The word apostille is from the French language and known as an official certificate or stamp, that a person can request from the government, in order to use their public documents overseas. These documents include birth, death or marriage certificates, degree, diplomas and matric certificates, police clearance certificates, etc. The apostille stamp helps authenticate an official document so that it can be legally recognised in foreign countries. An apostille stamp only works in countries that are contracted to The Hague Convention of 5 October 1961. Travelling to countries which are non-Hague Convention members will require you to go through Embassy Legislation. Below are the various departments where one can get an apostille stamp in South Africa.
Departments that issue Apostille stamps in South Africa
South African High Court
In South Africa, one can get an apostille stamp at the South African High Court. South Africa as a member state of the Hague Convention appointed The South African High Court as the designated authority to issue Apostille stamps. The High court in South Africa is the supreme court of law, therefore has jurisdiction over all matters, including issuing of apostilles. A notary public will have to notarise your document and then it will be apostilled at the High Court.
This is the process which you will have to through to get your document apostilled. You’ll need to get in contact with the High Court’s registrar, who works with all administration. Provide them with a notarised copy of your original document, which you will receive back in two to five days apostilled, for legal use in another country.
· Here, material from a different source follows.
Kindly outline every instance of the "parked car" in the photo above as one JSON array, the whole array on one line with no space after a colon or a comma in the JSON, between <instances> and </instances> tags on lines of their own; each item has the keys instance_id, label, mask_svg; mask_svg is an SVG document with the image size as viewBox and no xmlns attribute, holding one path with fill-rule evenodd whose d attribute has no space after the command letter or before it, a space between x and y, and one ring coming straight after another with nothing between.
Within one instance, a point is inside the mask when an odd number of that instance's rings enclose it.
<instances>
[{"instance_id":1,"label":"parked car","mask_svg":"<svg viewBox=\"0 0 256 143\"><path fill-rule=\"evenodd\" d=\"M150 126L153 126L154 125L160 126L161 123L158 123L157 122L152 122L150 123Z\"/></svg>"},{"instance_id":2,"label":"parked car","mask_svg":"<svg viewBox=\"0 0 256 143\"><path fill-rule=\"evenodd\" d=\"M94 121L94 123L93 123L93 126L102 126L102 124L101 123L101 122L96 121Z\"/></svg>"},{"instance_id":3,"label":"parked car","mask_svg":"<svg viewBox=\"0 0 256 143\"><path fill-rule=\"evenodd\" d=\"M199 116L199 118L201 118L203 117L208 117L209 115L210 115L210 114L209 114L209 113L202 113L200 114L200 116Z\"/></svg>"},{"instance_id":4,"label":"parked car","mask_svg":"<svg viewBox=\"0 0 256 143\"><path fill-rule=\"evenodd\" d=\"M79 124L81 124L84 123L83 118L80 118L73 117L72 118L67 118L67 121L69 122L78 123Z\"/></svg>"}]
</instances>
Below is an example of what an Apostle by the High Court looks like.
Department of International Relations and Cooperation (DIRCO)
Department of International Relations and Cooperation (DIRCO) in Pretoria is another department that is able to issue an Apostille stamp in South Africa. DIRCO serves the same purpose as The South African High Court when it comes to issuing Apostille stamps. Its main purpose is to assist in the creation of international law and the application of its rules. They also deal with foreign affairs. This entails that DIRCO is permitted to issue Apostilles. The legalisation division at DIRCO is the sector that does the Apostles of documents for legal use in other countries. They usually take about 2 to 4 weeks to have your documents ready. It used to take about 2 days, but since Covid-19 the waiting time has increased and they don’t allow walk-ins anymore.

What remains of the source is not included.